Kurogane se sentit tout à coup très abattu. Il savait qu'il n'aurait pas dû venir. Il soupira et s'approcha de la banquette, tout en restant sur ses gardes car il s'était déjà fait attaquer plusieurs fois par le passé. Il constata que le captif grelottait. Il avait les lèvres bleues et il claquait des dents. C'était normal avec ce froid.

Il se pencha pour ramasser la couverture qui traînait sur le sol et la déposer sur le corps étendu, mais une claque sur la main le repoussa sèchement. Elle était partie si vite qu'il ne l'avait pas vue venir. Danger…

- Fiche-moi la paix.

Sa voix charriait des glaçons. Il était en furieux, non, pire, il émanait de lui sentiment plus profond, ce qu'il y a après la colère. Il faisait aussi froid en lui qu'à l'extérieur.

Le guerrier poussa un soupir exaspéré et refit une tentative pour le couvrir, qui se solda par un nouvel échec. La couverture retrouva son emplacement initial, par terre.

- Si tu n'étais pas si stupide, on te mettrait dans un endroit plus confortable et tu aurais droit à un peu de chaleur.
- Si ma condition te dérange à ce point, tu n'as qu'à me laisser partir. Je trouverai moi-même un endroit à mon goût.
- Je ne peux pas faire ça.
- Alors va-t-en.
- Fye…
- Va-t-en.

Le magicien se tourna vers le mur et le brun resta là, debout près de sa couchette, à le regarder. Il avait un peu maigri, ou peut-être était-ce son vêtement noir collant qui donnait cette impression. Il était livide, et ses cheveux trop longs retombaient en mèches rebelles sur son visage fermé.

Il avait envie de le toucher. Il voulait s'asseoir à côté de lui et poser une main sur son bras, lui communiquer… il ne savait pas quoi. De la chaleur, du réconfort, ou autre chose, un sentiment positif s'il lui en restait. Mais il savait qu'il serait immédiatement rejeté.

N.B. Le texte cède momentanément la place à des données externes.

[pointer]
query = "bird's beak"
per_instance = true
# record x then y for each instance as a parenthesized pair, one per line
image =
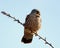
(37, 15)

Le Fye d'autrefois n'existait plus. Le jeune homme secret mais gentil, tellement attentionné, espiègle et attachant, qu'il avait connu était mort à Infinity, et à sa place, il y avait cette créature hostile, dont l'esprit était comme un funambule ivre marchant sur un fil de soie, menaçant à tout instant de tomber dans un abîme de folie. Peut-être qu'il était déjà trop tard.

Kurogane soupira. Il savait qu'il ne pourrait pas en tirer un mot de plus. Il tourna les talons et quitta le cachot qui retomba dans le silence.